Social networks can be hard to crack. The community is set. People mostly know each other. And for the newbie, it’s hard to know what to do, what is acceptable, and how to break into the community. Church is really no different. As soon as a first time guest walks in, they have the same feelings. What will the experience be like? Who will talk to me? What am I supposed to do? Will I like or dislike this experience?
Social networks seem to be averse to change. In the four months I was hanging out on Seesmic, it seemed that every change sent a ripple through the community. And churches seem to be the same. Change is required to keep the organization moving. God is a God of advancement, not stagnation. And change has to be introduced to adapt to God’s advancing of the church. Resisting change can often be an increase in resisting growth.
Social networks don’t miss you when you are gone. I have been off Seesmic for about a week now. I got maybe three messages. Not complaining mind you.
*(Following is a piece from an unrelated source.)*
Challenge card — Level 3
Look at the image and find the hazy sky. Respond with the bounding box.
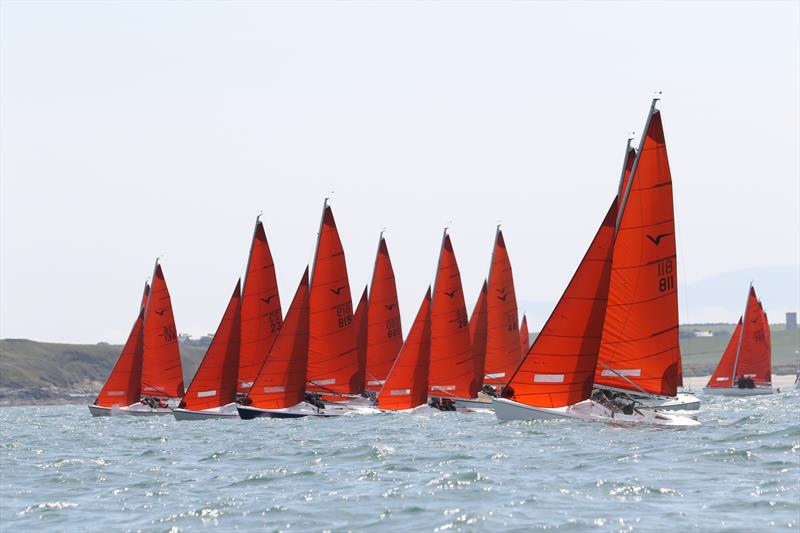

It’s just that they move on with or without you. And in church, it can’t just be one or two people that call you when you are gone. It has to be the community loving and caring for those that are in the community. And when one goes missing, there should be a flood of calls and visits.
Social networks can be time consuming. It takes a bit of time each day to check in, stay updated, and engage the community. The church can’t be a one hour event on Sunday. It can’t be a host of events. It must be a group of people doing life together and spending time together.
Social networks can be intolerable. I witnessed on more than one occasion someone coming into the community, saying something inflammatory, and being ostracized or rejected. Seems to me the church has to be the place where we tolerate alot more and love alot more and share what God has to say about the conversation alot more.
Social networks are full of people who really appreciate someone caring about them and genuinely trying to help them. Church is no different. People are so appreciative when we take time to listen, to care, and to be there if nothing else for a sympathetic ear. But we can also pray and counsel and bless.
Social networks look a whole lot more like the church. But the church has to take a cue from these networks and rise above the pitfalls of the downsides of social networks.